Ali Bulaç vb kimselerin tekrarlarına dikkat edilirse, İran’ın Basçı katilleri koruma çabasını sorgulamak yerine onun için mazeret aramaya çalışmaktadırlar. Suriye’de Basçıların her türlü insani, vicdani duygulardan soyutlanmış olarak katliamları için de olmadık bahaneler aramaktadırlar. İran-Suriye-Hizbüllah üçgenindeki kirli/kanlı işbirliğini sorgulamak yerine Suriye muhalefet liderlerini, bu arada Suriye İhavn-ı Müslimin’in lideri Riyad El-Şakfa’yı suçlamaya, neredeyse Basçıların bütün barbarlıklarını onlara yıkma çabası içindedir.
Türkiye’nin doğrudan kendisine yönelen saldırılar için hemen benzeri şekilde karşılık vermesi kaçınılmazdır. Suriye ile birlikte hareket edenlerin (İran-Irak-Lübnan/Hizbüllah-Çin ve Rusya) gelip de Türkiye ile savaşa tutuşacakları akla uygun bir seçenek değildir. Bu sadece Arayanist cephenin propagandasıdır.

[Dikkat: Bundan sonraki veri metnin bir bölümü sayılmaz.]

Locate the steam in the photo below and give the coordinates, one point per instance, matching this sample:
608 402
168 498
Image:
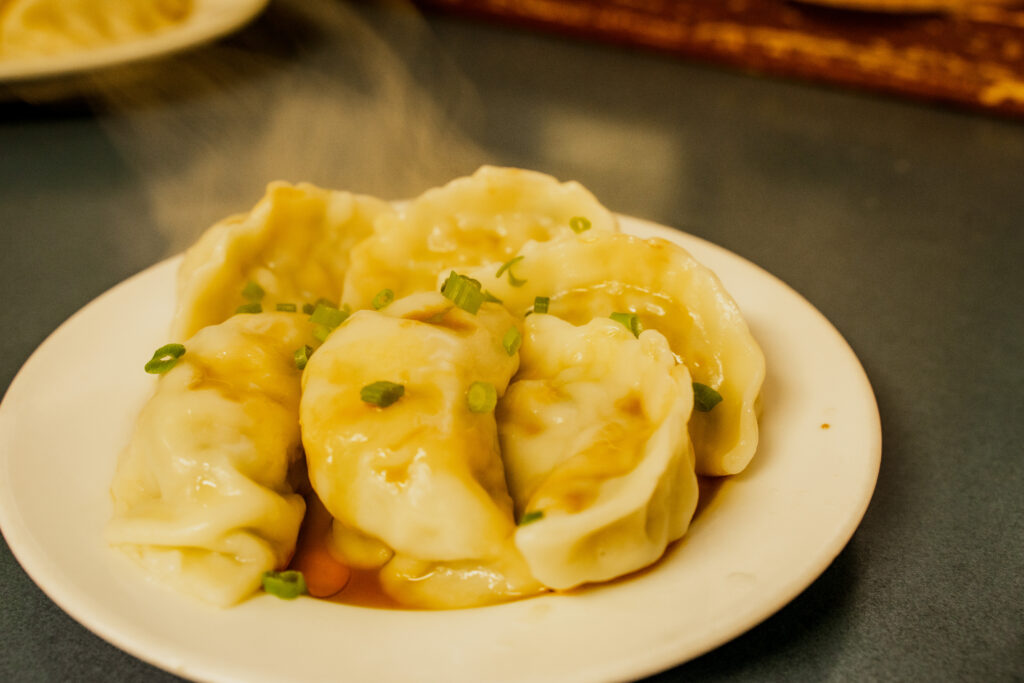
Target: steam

Ancak Suriye’de devam eden Arap Baharının geldiği sonuç itibarı ile Türkiye, Suriye muhalefeti için İdlib vb bir yerde acilen tampon bölge kurulmasını temin edebilir. Buna bağlı olarak bir insani koridor açılmasını sağlayabilir. Böylece güvenli sağlam bir bölgeye sahip olacak Suriye muhalefetinin Esad yanlısı resmi güçlerine ve sivil uzantısı Hortlaklara (Şebbiha) karşı kendisini savunma imkanı olacaktır.

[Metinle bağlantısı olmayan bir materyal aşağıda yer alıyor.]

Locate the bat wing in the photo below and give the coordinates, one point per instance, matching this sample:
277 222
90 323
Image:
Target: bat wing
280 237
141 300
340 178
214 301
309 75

Eğer Suriye’yi İsrail etmiş bu gün Basçıların yaptıkları katliamdan/yıkımdan daha fazla ne yapabilirlerdi? İsrail’in yapabileceği hemen her şeyi fazlası ile Basçılar Suriye’de yapmaktadır. Suriye; Haçlı-Moğol-Fransız işgalinden sonra dördüncü ve son işgalini yaşamaktadır. Türkiye gibi ülkelerin insani koridor ve tampon bölge kurulması için tutuk davranması yalnızca Basçıların işini kolaylaştırmakta buna karşılık katliamların/yıkımların artarak devamına yol açmaktadır. İran’ın Baasçılarlala Rusya ile kirli kanlı işbirliğine karşılık, NATO gelecek şöyle olacak böyle olacak suçlamalarının hiçbir kıymeti harbiyesi yoktur. Herkes kendine yakışan müttefikini, kardeşini bulmuştur. Türkiye’nin içinde Baasçıların/Rusya’nın/Çin’in/İran’ın olduğu cepheyi kendisine kardeş bilmesi için bir neden bulması zordur. Ama İdlib-Deyr-i Zor-Halep-Şam-Hama-Humus ve Dera’da can derdinde olan insanlar kardeş olduklarından kardeşliklerini bu dönemde görmeyeceklerse ne zaman göreceklerdir?